OWi II: Umfang der Akteneinsicht des Verteidigers, oder: AG Gotha topp, AG Mainz hopp

Bild von kalhh auf Pixabay

Und dann habe ich hier mal wieder zwei AG-Entscheidungen zur Einsicht bzw. zum Umfang der Einsicht in Messunterlagen durch den Verteidiger. Man sollte ja glauben, dass die Problematik erledigt ist. Ist sie aber, wie die veröffentlichten Entscheidungen immer wieder zeigen, leider nicht.

Es geht um folgende zwei Entscheidungen:

AG Gotha, Beschl. v. 09.04.2025 – 9 AR 13/25 OWi: Das AG Gotha hat in der Entscheidung unter Hinweis auf die Rechtsprechung des BVerfG (BVerfG, Beschl. v. 12.11.2020 – 2 11/R 1616/18) und des OLG Jena (OLG Jena, Beschl. v.  17.03.2021 – 1 OLG 331 SsBs 23/20) aus dem Recht auf faire Verfahrensgestaltung im Bußgeldverfahren einen grundsätzlichen Anspruch des Betroffenen gegenüber der Bußgeldbehörde auf Zugang zu den bei ihr vorhandenen, nicht zur Akte gelangten Informationen, die aus Sicht des Betroffenen für die Beurteilung der Erfolgsaussichten seiner Verteidigung bedeutsam sein können, bejaht. Allerdings sollen Rohmessdaten davon nicht erfasst werden.

AG Mainz, Beschl. v. 19.05.2025 – 409 OWi 370/25: Das AG Mainz meint demgegenüber, dass es dem fairen Verfahren entspreche, wenn der Verteidigung alle Unterlagen vorliegen, die auch dem Gericht vorliegen und die von dem Gericht für die Entscheidung herangezogen werden. Das faire Verfahren soll nicht voraussetzen, dass der Verteidigung Dateien und Unterlagen zur Verfügung stehen, die für die gerichtliche Entscheidungsfindung nicht nötig seien.

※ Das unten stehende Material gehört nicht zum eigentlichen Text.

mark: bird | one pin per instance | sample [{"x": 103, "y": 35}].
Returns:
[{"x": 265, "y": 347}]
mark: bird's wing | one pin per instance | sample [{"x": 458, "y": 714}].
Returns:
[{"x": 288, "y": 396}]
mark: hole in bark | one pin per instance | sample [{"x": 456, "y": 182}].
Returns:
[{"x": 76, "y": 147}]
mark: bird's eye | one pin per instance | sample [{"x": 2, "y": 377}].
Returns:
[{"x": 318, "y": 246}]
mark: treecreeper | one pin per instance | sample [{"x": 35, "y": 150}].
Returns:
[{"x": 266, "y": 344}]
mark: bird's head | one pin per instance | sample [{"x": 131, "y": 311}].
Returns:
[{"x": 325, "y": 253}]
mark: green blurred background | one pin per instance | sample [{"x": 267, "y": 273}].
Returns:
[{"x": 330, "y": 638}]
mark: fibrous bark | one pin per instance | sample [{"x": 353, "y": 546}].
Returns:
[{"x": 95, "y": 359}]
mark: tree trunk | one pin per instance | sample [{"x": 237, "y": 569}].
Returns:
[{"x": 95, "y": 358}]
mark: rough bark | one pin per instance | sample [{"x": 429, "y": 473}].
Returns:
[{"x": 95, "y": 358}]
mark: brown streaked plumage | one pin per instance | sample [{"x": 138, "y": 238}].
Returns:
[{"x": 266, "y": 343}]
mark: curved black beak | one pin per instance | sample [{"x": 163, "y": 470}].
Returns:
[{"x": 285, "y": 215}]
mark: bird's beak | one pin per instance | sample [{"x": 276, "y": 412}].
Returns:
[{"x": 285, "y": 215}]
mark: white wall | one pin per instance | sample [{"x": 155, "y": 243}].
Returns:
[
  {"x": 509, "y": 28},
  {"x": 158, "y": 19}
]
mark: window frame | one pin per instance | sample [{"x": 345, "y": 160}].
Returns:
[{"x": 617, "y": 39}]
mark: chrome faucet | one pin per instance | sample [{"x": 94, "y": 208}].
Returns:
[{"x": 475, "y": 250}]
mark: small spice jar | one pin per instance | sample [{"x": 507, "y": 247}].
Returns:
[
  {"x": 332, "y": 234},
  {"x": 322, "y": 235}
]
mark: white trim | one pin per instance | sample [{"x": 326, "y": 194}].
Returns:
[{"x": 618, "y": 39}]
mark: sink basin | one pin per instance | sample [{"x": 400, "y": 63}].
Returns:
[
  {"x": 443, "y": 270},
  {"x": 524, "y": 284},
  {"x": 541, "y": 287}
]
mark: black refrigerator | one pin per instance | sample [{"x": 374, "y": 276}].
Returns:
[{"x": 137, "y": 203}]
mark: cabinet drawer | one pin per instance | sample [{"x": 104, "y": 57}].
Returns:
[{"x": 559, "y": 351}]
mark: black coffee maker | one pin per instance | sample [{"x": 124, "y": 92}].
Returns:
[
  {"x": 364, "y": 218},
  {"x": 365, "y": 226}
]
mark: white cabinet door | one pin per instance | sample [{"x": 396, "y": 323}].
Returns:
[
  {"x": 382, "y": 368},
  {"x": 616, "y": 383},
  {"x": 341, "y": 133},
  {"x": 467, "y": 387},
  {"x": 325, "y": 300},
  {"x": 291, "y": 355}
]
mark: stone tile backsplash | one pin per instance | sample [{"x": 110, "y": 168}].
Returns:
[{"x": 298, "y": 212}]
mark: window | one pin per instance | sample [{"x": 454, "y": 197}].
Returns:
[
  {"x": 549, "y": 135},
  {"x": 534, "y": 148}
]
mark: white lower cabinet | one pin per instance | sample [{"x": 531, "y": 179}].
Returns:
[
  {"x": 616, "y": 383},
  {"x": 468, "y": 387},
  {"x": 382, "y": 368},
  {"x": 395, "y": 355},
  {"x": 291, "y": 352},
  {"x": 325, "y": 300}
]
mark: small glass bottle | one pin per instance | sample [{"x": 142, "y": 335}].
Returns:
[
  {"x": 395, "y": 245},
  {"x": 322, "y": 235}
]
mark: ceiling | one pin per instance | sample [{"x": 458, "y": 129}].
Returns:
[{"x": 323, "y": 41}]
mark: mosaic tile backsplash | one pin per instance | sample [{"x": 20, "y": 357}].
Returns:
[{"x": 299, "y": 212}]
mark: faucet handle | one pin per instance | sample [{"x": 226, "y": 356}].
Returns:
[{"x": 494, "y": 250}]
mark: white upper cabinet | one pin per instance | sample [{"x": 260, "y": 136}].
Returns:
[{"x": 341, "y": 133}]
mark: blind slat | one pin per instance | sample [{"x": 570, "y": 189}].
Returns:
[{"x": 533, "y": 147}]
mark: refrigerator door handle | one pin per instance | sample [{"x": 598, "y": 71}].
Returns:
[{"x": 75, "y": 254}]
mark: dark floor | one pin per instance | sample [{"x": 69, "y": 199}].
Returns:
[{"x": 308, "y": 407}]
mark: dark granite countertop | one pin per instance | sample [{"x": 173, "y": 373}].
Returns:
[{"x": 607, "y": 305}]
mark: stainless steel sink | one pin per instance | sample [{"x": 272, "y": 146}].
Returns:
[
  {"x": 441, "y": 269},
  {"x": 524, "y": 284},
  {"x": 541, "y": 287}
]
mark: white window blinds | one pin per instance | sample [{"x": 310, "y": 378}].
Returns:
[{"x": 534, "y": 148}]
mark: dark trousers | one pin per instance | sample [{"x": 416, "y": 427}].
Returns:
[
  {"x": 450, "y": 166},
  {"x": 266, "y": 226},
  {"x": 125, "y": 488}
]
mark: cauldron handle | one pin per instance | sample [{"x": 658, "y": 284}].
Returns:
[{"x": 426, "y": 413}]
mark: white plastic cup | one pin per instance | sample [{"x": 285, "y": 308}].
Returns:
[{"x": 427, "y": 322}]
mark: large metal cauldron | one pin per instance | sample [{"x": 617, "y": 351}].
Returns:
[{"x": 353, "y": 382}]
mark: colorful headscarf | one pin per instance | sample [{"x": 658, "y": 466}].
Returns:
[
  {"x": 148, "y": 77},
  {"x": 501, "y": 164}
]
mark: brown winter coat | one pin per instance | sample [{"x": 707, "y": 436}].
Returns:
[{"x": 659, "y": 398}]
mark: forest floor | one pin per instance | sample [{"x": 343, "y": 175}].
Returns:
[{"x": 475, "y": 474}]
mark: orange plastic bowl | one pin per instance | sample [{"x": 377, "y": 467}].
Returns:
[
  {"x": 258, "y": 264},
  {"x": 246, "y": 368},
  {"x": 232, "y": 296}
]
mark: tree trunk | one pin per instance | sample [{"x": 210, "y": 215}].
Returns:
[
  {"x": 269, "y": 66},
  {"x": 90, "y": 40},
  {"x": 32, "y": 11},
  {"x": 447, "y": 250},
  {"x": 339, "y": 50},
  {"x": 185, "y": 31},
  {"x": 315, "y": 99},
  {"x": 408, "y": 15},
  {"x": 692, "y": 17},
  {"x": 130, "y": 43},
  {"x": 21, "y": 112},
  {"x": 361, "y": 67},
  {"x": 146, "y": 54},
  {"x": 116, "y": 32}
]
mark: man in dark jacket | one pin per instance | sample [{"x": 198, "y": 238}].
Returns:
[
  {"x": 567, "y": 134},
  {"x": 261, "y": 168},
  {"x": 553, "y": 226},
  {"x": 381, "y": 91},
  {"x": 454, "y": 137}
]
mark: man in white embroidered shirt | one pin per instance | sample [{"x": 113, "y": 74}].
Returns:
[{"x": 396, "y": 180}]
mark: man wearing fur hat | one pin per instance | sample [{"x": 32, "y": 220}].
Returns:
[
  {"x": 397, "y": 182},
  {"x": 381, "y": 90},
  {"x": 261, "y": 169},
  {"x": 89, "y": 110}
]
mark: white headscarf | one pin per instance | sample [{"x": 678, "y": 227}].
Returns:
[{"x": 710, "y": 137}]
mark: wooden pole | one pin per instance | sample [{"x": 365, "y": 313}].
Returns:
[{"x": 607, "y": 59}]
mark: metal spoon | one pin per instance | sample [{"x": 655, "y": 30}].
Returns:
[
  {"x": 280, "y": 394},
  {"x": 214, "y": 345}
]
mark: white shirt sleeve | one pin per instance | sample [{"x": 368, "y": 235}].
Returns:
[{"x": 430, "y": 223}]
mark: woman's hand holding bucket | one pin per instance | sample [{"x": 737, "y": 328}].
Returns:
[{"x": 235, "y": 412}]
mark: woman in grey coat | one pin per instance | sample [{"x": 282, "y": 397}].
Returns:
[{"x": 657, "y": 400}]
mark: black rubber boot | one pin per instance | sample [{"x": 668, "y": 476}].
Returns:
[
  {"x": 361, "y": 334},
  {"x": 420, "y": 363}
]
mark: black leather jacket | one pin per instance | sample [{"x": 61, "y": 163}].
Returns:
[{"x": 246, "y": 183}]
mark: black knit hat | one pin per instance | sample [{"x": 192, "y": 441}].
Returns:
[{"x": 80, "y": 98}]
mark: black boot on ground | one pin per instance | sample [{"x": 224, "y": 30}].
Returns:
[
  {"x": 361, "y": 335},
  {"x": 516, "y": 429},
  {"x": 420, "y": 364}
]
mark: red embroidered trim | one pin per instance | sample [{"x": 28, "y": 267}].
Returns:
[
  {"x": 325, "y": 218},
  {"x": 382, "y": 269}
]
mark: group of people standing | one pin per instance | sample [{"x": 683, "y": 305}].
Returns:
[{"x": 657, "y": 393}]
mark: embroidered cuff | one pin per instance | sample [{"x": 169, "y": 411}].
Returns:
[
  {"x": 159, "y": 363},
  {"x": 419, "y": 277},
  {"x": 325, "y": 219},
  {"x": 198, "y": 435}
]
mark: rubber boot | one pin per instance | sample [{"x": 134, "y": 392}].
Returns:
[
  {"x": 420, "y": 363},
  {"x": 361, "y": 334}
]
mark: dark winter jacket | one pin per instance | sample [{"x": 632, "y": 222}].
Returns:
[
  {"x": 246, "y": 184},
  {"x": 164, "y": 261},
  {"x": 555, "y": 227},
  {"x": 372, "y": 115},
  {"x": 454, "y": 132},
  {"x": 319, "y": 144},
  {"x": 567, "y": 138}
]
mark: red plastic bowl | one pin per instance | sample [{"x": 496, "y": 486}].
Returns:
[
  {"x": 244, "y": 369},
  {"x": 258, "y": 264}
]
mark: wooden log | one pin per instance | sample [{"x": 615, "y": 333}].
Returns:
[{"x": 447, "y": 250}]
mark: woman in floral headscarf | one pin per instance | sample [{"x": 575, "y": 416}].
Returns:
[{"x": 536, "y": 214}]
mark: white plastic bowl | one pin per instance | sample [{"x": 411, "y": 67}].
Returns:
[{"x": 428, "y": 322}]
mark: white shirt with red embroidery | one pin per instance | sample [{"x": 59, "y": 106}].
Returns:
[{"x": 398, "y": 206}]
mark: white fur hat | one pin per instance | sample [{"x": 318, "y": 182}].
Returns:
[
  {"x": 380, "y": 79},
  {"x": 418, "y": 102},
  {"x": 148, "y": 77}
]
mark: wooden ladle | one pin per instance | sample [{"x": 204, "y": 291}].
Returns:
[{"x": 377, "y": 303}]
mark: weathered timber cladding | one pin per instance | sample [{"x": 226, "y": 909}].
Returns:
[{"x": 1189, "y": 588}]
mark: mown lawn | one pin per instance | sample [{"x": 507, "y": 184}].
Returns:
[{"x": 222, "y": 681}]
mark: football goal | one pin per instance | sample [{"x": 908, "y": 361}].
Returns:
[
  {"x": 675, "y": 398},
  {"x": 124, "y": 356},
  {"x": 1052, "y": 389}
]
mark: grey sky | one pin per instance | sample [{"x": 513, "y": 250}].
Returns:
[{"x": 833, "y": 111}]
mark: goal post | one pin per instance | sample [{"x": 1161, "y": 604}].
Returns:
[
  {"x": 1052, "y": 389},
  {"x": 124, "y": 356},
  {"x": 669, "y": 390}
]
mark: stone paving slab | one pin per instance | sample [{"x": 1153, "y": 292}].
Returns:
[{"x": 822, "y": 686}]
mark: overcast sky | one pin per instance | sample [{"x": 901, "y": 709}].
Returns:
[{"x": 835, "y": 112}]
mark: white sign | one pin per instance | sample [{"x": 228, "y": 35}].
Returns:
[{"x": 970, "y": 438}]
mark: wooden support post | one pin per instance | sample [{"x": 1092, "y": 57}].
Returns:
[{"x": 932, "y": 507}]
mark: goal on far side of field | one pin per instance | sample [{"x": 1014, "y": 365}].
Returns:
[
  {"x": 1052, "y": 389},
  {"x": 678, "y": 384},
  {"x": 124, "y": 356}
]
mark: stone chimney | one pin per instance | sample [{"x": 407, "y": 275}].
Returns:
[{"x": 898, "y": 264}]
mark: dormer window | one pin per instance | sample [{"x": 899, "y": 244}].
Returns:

Zur Bewertung: Die Entscheidung des AG Gotha ist weitgehend zutreffend. Ob das auch wegen der Rohmessdaten gilt, wird sich zeigen, wenn der BGH über die Divergenzvorlage des OLG Saarbrücken im OLG Saarbrücken, Beschl. v. 10.04.2025 – 1 Ss (OWi) 112/24 – entschieden hat.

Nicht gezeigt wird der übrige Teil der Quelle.